Insurers owe a duty of good faith to their insureds in the manner that they evaluate and assess claims. They must do so fairly and must not deny coverage as a strategic ploy to weaken the insured’s negotiating position. Where an insurer has failed to uphold this duty, the insurer is guilty of bad faith and may be subject to a claim for punitive damages, over and above its contractual obligation to pay benefits pursuant to the policy. The purpose of punitive damages in Canada is therefore to discourage wrongdoers from engaging in malicious and offensive activities by punishing them, irrespective of the compensation paid to the Plaintiff.

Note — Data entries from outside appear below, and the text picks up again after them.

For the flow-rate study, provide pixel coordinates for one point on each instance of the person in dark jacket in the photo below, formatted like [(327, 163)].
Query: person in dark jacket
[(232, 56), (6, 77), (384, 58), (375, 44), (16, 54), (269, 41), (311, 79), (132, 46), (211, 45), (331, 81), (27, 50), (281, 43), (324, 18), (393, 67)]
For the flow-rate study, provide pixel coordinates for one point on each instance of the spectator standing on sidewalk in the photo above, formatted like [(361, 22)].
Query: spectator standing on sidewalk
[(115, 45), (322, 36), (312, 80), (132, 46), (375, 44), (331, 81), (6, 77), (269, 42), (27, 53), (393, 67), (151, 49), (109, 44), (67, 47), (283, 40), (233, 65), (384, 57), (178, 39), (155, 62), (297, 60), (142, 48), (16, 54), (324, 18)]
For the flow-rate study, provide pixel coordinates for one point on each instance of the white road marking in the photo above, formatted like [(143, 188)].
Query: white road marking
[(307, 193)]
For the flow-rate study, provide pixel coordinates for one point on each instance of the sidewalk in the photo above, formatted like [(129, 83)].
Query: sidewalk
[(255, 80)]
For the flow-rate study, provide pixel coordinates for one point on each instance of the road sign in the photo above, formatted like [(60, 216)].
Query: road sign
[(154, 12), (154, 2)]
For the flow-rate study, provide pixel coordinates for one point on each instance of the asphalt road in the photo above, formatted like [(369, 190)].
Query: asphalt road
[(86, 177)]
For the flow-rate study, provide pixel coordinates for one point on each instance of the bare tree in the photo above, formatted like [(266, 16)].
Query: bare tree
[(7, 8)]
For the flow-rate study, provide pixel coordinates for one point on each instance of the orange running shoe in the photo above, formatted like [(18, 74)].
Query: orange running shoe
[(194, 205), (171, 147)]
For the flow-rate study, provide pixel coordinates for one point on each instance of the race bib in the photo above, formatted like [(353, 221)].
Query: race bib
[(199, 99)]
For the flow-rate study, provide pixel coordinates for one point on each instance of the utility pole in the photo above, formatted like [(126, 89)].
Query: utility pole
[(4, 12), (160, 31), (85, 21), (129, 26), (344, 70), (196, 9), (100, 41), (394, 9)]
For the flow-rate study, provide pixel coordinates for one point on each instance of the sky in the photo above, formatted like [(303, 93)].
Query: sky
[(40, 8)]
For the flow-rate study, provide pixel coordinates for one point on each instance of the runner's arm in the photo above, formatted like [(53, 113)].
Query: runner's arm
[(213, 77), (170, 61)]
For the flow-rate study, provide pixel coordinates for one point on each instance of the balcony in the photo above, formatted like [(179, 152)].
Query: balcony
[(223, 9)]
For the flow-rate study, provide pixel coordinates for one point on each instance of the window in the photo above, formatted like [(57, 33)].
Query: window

The Saskatchewan Court of Queen’s Bench has captured the attention of the insurance industry across Canada with its recent decision in Branco v. American Home Assurance Company, 2013 SKQB 98 (an appeal is anticipated). The Court awarded the Plaintiff $4.5 million in punitive damages, the largest award of its kind in Canadian history, after a 10-year dispute with his insurers, American Home Assurance Company (AIG) and Zurich Life Insurance Company. In arriving at this landmark decision, Justice Acton characterized the insurers’ conduct as “calculated and abhorrent” and “cruel and malicious”.
The insurers denied Mr. Branco’s long term disability benefits, despite the fact that he was clearly unable to work on account of two workplace injuries to his foot in 1999. Justice Acton found that the insurers failed to disclose to Mr. Branco for seven years that his claim had been approved; they terminated and/or withheld benefits without rhyme or reason; and they coerced him to enter in to an unfair settlement because of his financial struggles. This behaviour, as well as other actions on the part of the insurers, led to a finding of bad faith.
While most insurers would not stoop to this type of behaviour, it is hoped that that this decision will influence those other insurers to never again engage in the sort of conduct identified by the Saskatchewan Court of Queen’s Bench as deserving of significant punitive damages.